If anyone is inclined to do it out of pure feeling, by all means let him do so. But in his attitude to others he should not behave as though he did not value the tables. The whole thing should be translated into calculable figures and amounts for the sake of others; it is necessary nowadays. You need cows' horns to do it with, but you do not exactly need to grow bulls' horns in representing it! These are the things that lead so easily to opposition. I should advise you as far as possible to compromise in this respect, and bear in mind the judgments of the world at large.

Question: Is the quick-lime treatment of the compost-heap, in the percentages as given nowadays, to be recommended?

Answer: The old method will undoubtedly prove beneficial, only you must treat it specifically, according to the nature of your soil — whether it be more sandy or marshy. For a sandy soil you will need rather less quicklime. A marshy ground will need rather more quicklime on account of the formation of oxygen.

Question: How about digging up and turning over the compost heap?

Answer: That is not bad for it. When you have dug it up and turned it, you should, however, provide for its proper protection by putting a layer of earth all around it. Cover it over with earth; peat-earth or granulated peat is very good for the purpose.

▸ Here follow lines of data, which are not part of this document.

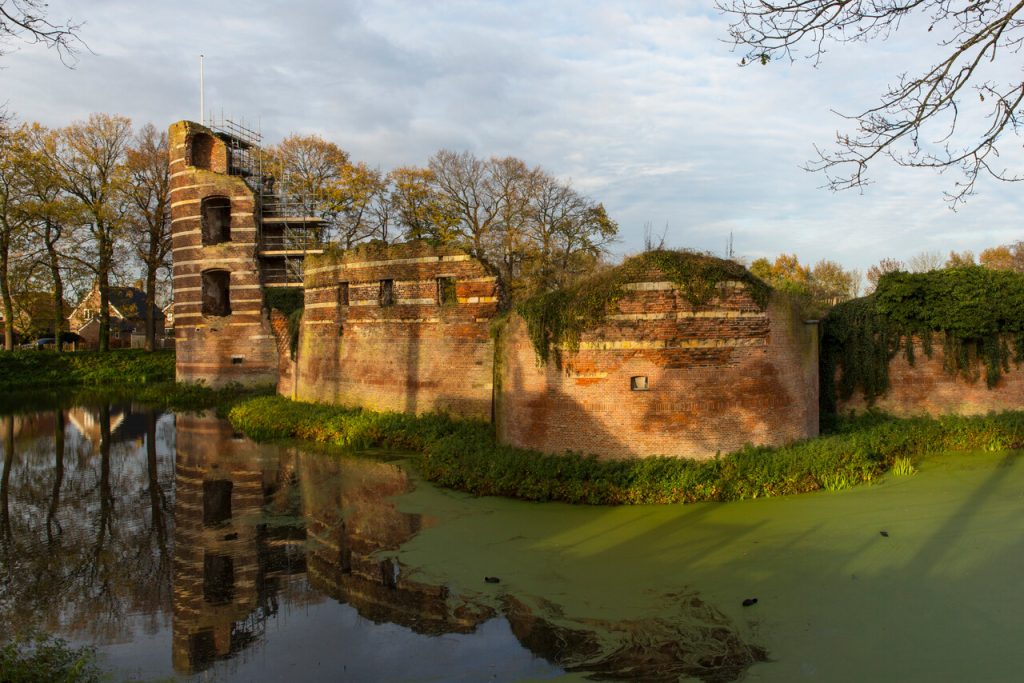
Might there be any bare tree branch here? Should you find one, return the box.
[717,0,1024,208]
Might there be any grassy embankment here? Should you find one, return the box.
[228,396,1024,505]
[0,349,269,411]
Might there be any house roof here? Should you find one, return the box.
[110,287,164,321]
[72,285,165,323]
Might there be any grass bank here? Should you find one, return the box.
[0,349,174,391]
[0,634,104,683]
[227,396,1024,505]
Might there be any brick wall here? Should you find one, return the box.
[295,243,497,419]
[837,338,1024,417]
[496,280,818,458]
[169,121,279,386]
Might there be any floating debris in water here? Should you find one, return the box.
[504,593,768,683]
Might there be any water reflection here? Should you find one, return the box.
[173,416,492,674]
[0,405,173,641]
[0,404,765,681]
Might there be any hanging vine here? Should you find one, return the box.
[820,266,1024,413]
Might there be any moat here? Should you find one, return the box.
[0,397,1024,681]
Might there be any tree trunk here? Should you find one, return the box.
[96,223,111,351]
[145,253,157,351]
[46,410,65,544]
[0,236,14,351]
[46,220,65,353]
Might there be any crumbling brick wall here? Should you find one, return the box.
[169,121,278,386]
[296,243,498,420]
[836,338,1024,417]
[496,280,818,458]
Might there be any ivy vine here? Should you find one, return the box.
[516,249,771,362]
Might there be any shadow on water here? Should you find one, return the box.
[0,403,765,681]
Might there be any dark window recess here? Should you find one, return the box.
[378,280,394,306]
[203,270,231,315]
[203,555,234,605]
[191,133,214,170]
[188,629,217,672]
[203,479,234,526]
[437,278,456,306]
[200,196,231,246]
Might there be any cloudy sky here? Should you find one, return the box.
[0,0,1024,269]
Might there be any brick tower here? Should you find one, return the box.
[168,121,319,386]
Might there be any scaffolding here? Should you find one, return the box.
[209,118,324,287]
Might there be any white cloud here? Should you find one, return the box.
[0,0,1019,268]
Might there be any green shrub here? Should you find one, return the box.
[0,634,101,683]
[227,396,1024,505]
[0,349,174,391]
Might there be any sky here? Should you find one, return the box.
[0,0,1024,270]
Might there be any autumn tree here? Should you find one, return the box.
[906,251,945,272]
[49,114,132,351]
[811,259,860,306]
[751,254,811,296]
[20,124,85,351]
[945,250,975,268]
[717,0,1024,206]
[0,0,85,63]
[125,124,171,351]
[0,119,29,351]
[421,150,618,305]
[978,242,1024,272]
[388,166,459,244]
[866,258,906,294]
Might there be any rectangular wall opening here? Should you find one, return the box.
[378,280,394,306]
[203,554,234,605]
[437,278,457,306]
[203,479,234,526]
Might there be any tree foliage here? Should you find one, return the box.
[718,0,1024,207]
[0,0,85,65]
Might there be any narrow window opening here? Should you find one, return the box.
[378,280,394,306]
[203,555,234,605]
[203,479,234,526]
[437,278,456,306]
[191,133,214,170]
[203,270,231,316]
[201,196,231,246]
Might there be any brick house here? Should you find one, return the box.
[0,292,69,339]
[68,285,164,348]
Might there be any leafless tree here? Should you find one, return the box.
[0,0,88,66]
[717,0,1024,208]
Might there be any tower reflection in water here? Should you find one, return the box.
[173,415,493,674]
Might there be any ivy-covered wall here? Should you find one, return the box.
[495,251,818,458]
[821,266,1024,415]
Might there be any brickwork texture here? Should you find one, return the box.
[496,280,818,458]
[169,121,279,386]
[837,340,1024,417]
[295,243,498,420]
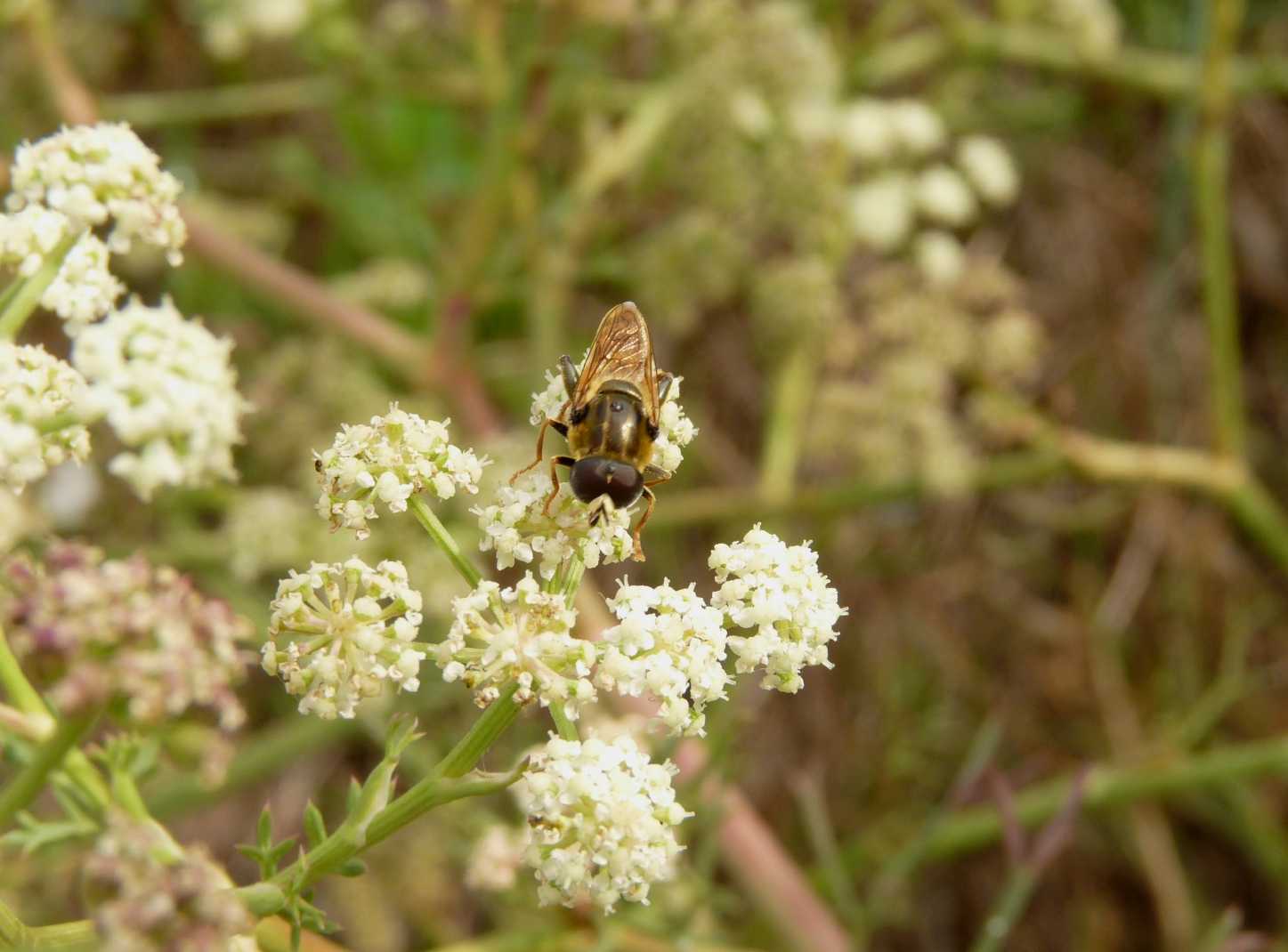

Question: What kind of potash did you mean, when you said it might be used if necessary in the transition stage?

Answer: Kali magnesia.

Question: What is the best way of using the rest of the manure after the cow-horns have been filled? Should it be brought on to the fields in autumn, so as to undergo the winter experience? or should it be set aside until the spring?

Answer You must remember that the cow-horn manuring is not intended as a complete Substitute for ordinary manuring. You should go on manuring as before. The new method should be regarded as a kind of extra, largely enhancing the effect of the manuring hitherto applied. The latter should continue as before.